The failure to mention, let alone discuss, major works from these authors (The Blue Hawk, A Game of Dark, Goldengrove) is a token too of the erratic critical dimensions of the book. Victor Watson shows himself in a number of articles to be a critic of keen, but not necessarily succinct, perceptions. These virtues however are double-edged for they also reveal a willingness to privilege some material unaccountably over much else (three columns for The Borrowers?) and they show up the often threadbare efforts of many of his less talented contributors. Indeed, the gallant gesture towards oecumenism, which has necessitated delegating editorial control, has resulted in a fair cargo of the ‘blandly descriptive’ writing which Mr Watson was anxious to avoid. (Incidentally, readers unfamiliar with the growth of independent traditions in children’s literature beyond our shores should have been supplied with ‘national’ summaries into which the likes of Brian Doyle, Colin Thiele and dozens more could be fitted. Is it not discrimination to give us articles on Afro-American or Maori literature for children and not American-American, or Australian, or New Zealandian?)
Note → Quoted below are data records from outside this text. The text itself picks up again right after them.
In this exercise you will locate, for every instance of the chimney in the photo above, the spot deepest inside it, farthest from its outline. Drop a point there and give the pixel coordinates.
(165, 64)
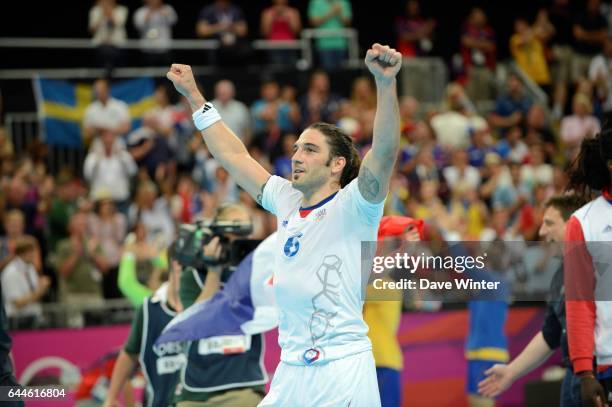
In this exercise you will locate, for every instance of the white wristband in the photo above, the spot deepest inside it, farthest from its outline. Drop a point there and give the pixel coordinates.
(205, 116)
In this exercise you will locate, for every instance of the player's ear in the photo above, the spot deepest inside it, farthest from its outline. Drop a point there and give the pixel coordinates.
(338, 165)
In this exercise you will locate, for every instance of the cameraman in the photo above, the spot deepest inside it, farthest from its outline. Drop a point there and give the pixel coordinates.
(220, 371)
(160, 364)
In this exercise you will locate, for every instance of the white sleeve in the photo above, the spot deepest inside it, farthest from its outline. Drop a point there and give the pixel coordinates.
(369, 212)
(171, 14)
(276, 194)
(124, 111)
(139, 18)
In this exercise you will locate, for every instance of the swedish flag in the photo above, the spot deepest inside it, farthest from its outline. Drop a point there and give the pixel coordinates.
(62, 104)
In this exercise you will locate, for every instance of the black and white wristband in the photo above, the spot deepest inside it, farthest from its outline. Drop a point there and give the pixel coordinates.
(205, 116)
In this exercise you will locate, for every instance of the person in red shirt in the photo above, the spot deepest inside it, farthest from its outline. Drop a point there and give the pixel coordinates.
(478, 50)
(587, 259)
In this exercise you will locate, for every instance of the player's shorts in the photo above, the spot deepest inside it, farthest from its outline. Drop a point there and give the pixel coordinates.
(345, 382)
(389, 386)
(475, 375)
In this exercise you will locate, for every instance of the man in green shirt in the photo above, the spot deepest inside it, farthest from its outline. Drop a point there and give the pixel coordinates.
(160, 364)
(330, 15)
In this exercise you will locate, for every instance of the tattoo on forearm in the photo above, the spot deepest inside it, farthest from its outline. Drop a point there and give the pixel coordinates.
(260, 194)
(368, 184)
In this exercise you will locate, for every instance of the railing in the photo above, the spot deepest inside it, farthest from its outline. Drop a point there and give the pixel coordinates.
(303, 45)
(61, 315)
(24, 128)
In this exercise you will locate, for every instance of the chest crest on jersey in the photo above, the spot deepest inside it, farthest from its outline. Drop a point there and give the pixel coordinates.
(320, 214)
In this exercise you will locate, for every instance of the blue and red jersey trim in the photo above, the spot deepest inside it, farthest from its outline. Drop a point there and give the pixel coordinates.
(305, 211)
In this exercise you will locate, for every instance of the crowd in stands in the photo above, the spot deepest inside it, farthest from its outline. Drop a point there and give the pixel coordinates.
(484, 176)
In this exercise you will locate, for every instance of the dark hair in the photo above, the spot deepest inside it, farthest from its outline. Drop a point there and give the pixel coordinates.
(340, 145)
(25, 244)
(589, 170)
(566, 204)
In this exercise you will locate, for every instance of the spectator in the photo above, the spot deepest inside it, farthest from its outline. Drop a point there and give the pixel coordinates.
(109, 227)
(414, 32)
(468, 215)
(281, 22)
(590, 32)
(496, 182)
(141, 266)
(461, 175)
(478, 48)
(319, 104)
(528, 52)
(105, 113)
(154, 23)
(272, 116)
(6, 145)
(22, 288)
(511, 108)
(579, 125)
(422, 168)
(561, 18)
(79, 261)
(454, 124)
(63, 205)
(223, 188)
(600, 74)
(537, 131)
(259, 218)
(153, 214)
(282, 164)
(428, 205)
(225, 22)
(536, 171)
(512, 147)
(109, 167)
(481, 145)
(18, 197)
(330, 15)
(107, 25)
(362, 108)
(14, 230)
(150, 145)
(235, 113)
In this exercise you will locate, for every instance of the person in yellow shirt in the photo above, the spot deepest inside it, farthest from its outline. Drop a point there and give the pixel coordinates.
(528, 52)
(383, 317)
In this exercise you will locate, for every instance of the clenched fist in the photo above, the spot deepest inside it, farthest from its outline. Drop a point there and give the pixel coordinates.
(383, 62)
(184, 82)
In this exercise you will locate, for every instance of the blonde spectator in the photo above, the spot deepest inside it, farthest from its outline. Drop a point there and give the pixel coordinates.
(153, 213)
(109, 227)
(281, 22)
(361, 107)
(528, 52)
(107, 25)
(22, 287)
(579, 125)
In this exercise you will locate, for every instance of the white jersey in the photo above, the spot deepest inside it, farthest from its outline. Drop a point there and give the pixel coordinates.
(318, 281)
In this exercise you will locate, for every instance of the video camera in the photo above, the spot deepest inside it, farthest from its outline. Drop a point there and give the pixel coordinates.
(189, 246)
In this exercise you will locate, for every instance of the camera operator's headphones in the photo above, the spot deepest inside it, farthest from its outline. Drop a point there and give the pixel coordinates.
(226, 208)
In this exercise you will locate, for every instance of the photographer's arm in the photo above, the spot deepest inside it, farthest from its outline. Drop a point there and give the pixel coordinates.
(223, 144)
(212, 283)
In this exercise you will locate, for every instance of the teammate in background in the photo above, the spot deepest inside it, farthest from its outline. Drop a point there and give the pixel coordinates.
(588, 273)
(383, 317)
(224, 370)
(553, 334)
(328, 208)
(160, 364)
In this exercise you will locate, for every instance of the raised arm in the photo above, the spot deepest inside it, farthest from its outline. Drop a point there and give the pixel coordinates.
(222, 143)
(375, 172)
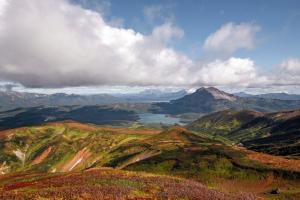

Much else disappoints. The boasted inclusion of material on ‘contextual’ topics is at best patchy – with illustration and book publishing particularly ill-served. What of the Children’s Book Circle which is much more than just another society but is emblematic of a huge shift in public perceptions? Patrick Hardy, Grace Hogarth, Julia MacRae, Judy Taylor, Sebastian Walker … you have lived in vain. The internal cross-referencing is half-baked (there is no other form of indexing) and the omission of bibliographical references is a disgrace. Hang it all, one of the functions of a guide is to direct your attention to where you can discover more if you want to. There is no help here; the Jumblies should not trust themselves to such a sieve.

NB Most examples here have been drawn from ‘British’ entries in the Guide. From my passing experience of US children’s books I perceive that many similar defects can be found in the coverage of that nation’s production.